HALMAHERAPEDIA- Jaringan Advokasi Tambang (JATAM) mengecam keras langkah pengadilan Pengadilan Negeri Soasio, Tidore Kepulauan yang memvonis masyarakat Adat Maba Sangaji Halmahera Timur (Haltim) bersalah. Ini menyusul pengadilan negeri Soasio Tikep menjatuhkan putusan 11 masyarakat adat bersalah dengan kurungan penjara selama lima bulan delapan hari, pada sidang putusan, Kamis (16/10).
Koordinator JATAM Nasional Melky Nahar menyatakan putusan pengadilan Negeri Soasio Tidore Kepulauan menandai semakin tergerusnya keadilan hukum di negeri ini.
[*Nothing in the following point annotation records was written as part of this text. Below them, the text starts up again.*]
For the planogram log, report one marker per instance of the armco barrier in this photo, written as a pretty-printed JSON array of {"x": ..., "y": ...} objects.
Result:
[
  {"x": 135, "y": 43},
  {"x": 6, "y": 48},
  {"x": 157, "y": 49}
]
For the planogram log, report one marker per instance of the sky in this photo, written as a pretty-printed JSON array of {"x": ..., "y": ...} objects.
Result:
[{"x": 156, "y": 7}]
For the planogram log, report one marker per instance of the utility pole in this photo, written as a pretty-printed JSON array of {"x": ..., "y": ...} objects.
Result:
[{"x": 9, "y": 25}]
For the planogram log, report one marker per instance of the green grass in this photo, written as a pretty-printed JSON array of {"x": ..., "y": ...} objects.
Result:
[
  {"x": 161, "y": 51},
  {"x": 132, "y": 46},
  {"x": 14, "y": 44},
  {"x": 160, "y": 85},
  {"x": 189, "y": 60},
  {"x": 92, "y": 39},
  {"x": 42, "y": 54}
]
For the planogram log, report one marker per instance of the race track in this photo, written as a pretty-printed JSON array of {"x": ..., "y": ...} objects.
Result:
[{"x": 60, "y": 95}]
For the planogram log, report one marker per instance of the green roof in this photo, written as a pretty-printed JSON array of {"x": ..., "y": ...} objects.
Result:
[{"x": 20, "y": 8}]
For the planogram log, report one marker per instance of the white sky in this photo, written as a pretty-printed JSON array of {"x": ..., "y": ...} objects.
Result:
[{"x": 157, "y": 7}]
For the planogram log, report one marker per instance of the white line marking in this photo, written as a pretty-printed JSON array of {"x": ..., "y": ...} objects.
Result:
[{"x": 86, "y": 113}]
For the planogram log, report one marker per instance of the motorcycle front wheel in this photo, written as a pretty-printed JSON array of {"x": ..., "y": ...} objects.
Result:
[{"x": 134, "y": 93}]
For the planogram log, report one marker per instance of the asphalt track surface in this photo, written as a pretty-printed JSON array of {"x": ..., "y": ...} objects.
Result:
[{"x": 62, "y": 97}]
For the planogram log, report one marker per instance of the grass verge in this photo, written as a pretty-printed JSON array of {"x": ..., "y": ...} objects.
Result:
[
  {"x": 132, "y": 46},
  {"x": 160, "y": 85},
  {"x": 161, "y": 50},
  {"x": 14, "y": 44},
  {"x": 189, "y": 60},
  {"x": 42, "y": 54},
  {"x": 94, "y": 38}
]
Karena yang dihukum bukanlah perusak lingkungan, melainkan para penjaga hutan dan sungai yang menjadi sumber kehidupan masyarakat adat. Padahal fakta di lapangan menunjukkan kriminalisasi ini terjadi karena warga menentang aktivitas pertambangan nikel oleh PT Position, perusahaan yang telah merampas hutan adat, mencemari aliran sungai hingga merengsak merusak lahan pertanian warga.
“Ini menunjukkan proses penegakan hukum terhadap para pejuang lingkungan ini masih sangat buruk dan pelanggaran prosedur. Pejuang lingkungan seharusnya dilindungi,” tegasnya, Jumat (17/10/2025).
Ia menyebut berdasarkan temuan lapangan yang Jatam himpun, penangkapan terhadap 27 warga dilakukan saat mereka sedang menggelar ritual adat sebagai bentuk protes atas perusakan hutan oleh PT Position. Namun sebagian besar warga diangkut menggunakan kendaraan milik PT Indonesia Weda Bay Industrial Park (IWIP) tindakan yang menampilkan ada kaitan antara aparat kepolisian dan korporasi tambang.
“Dari sisi ini Polisi bukan hanya gagal secara independen, namun telah berubah fungsinya seolah menjadi perpanjangan tangan perusahaan tambang. Dalam proses interogasi, warga mengalami intimidasi, pemaksaan tandatangan tanpa pendamping hukum, dan bahkan kekerasan fisik,” tekannya.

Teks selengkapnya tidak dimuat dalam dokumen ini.